Dimensionality reduction

UMAPManifold

Leland McInnes's uniform manifold approximation. Two outputs from the same fit: 5-D for the clusterer to breathe in, 2-D for the maps.

Used in: all three notebooks, scripts/render_animations.py (the n_neighbors / min_dist sweeps) paper (McInnes et al. 2018) · source

Approximate nearest neighbors

pyNNDescentANN graph

Fast approximate nearest-neighbor search. The invisible workhorse — UMAP and EVoC both lean on it to build the k-NN graph that the rest of the stack runs on top of.

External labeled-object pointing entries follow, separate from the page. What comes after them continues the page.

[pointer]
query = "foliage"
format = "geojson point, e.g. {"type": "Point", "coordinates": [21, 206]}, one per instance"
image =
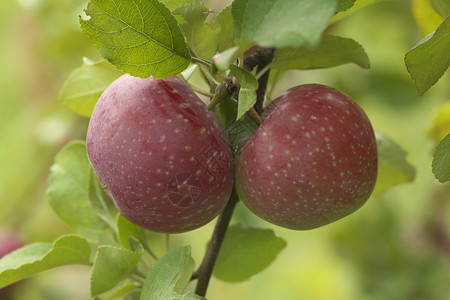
{"type": "Point", "coordinates": [179, 34]}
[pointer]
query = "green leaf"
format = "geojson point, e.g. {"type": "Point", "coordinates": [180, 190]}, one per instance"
{"type": "Point", "coordinates": [38, 257]}
{"type": "Point", "coordinates": [127, 289]}
{"type": "Point", "coordinates": [357, 5]}
{"type": "Point", "coordinates": [429, 60]}
{"type": "Point", "coordinates": [126, 229]}
{"type": "Point", "coordinates": [442, 7]}
{"type": "Point", "coordinates": [247, 92]}
{"type": "Point", "coordinates": [240, 131]}
{"type": "Point", "coordinates": [246, 252]}
{"type": "Point", "coordinates": [393, 169]}
{"type": "Point", "coordinates": [223, 60]}
{"type": "Point", "coordinates": [140, 37]}
{"type": "Point", "coordinates": [68, 192]}
{"type": "Point", "coordinates": [100, 201]}
{"type": "Point", "coordinates": [201, 37]}
{"type": "Point", "coordinates": [224, 21]}
{"type": "Point", "coordinates": [111, 266]}
{"type": "Point", "coordinates": [169, 275]}
{"type": "Point", "coordinates": [332, 51]}
{"type": "Point", "coordinates": [281, 23]}
{"type": "Point", "coordinates": [188, 296]}
{"type": "Point", "coordinates": [174, 4]}
{"type": "Point", "coordinates": [345, 4]}
{"type": "Point", "coordinates": [441, 123]}
{"type": "Point", "coordinates": [441, 160]}
{"type": "Point", "coordinates": [85, 84]}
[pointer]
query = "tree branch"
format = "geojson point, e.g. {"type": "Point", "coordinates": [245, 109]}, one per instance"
{"type": "Point", "coordinates": [204, 271]}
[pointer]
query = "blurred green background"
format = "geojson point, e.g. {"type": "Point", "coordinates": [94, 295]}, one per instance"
{"type": "Point", "coordinates": [396, 247]}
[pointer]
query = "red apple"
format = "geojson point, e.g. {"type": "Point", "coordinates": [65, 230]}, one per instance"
{"type": "Point", "coordinates": [312, 161]}
{"type": "Point", "coordinates": [160, 154]}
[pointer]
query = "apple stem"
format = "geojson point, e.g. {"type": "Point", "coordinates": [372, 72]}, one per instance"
{"type": "Point", "coordinates": [265, 57]}
{"type": "Point", "coordinates": [204, 271]}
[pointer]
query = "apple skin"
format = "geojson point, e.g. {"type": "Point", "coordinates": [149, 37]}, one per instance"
{"type": "Point", "coordinates": [160, 155]}
{"type": "Point", "coordinates": [311, 162]}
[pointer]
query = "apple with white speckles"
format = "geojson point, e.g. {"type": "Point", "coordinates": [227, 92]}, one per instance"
{"type": "Point", "coordinates": [159, 154]}
{"type": "Point", "coordinates": [312, 161]}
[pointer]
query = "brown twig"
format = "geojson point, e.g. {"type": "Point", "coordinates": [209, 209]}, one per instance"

Used transitively through UMAP & EVoC source · NN-Descent paper (Dong et al. 2011)

Clustering

HDBSCANDensity

Hierarchical density-based clustering. No k, noise labelled -1 by design — the whole reason The Good works.

Used in: 01_the_good.ipynb, transitively through BERTopic original paper (Campello et al. 2013) · source · scikit-learn built-in (since 1.3)

EVoCDensity-tree

Embedding Vector Clustering — newer density-tree clusterer from the McInnes lab. Builds its own nearest-neighbor graph; used on poster embeddings in The Beautiful.

Used in: 03_the_beautiful.ipynb source & examples · Tutte Institute (same lab as UMAP & HDBSCAN)

scikit-learnBaselines

The canonical ML toolkit. Used for k-means baselines, ARI/silhouette metrics, and the sensitivity/structureless-data demos in The Bad.

Used in: 02_the_bad.ipynb

Topic modeling & labels

BERTopicTopics

Maarten Grootendorst's topic-modeling framework — wraps UMAP + HDBSCAN + c-TF-IDF into one pipeline. The "before LLMs" labels (0_planet_earth_space_alien) come from here.

Used in: 01_the_good.ipynb, scripts/label_hierarchy.py, scripts/bertopic_visuals.py, scripts/topics_over_time.py paper (Grootendorst 2022) · source

Claude (Anthropic)LLM labels

Frontier LLM used to relabel BERTopic clusters from keyword strings into human-readable themes (Space sci-fi, Neo-noir crime). Ran on Claude Haiku — ~155 labels for under $0.50.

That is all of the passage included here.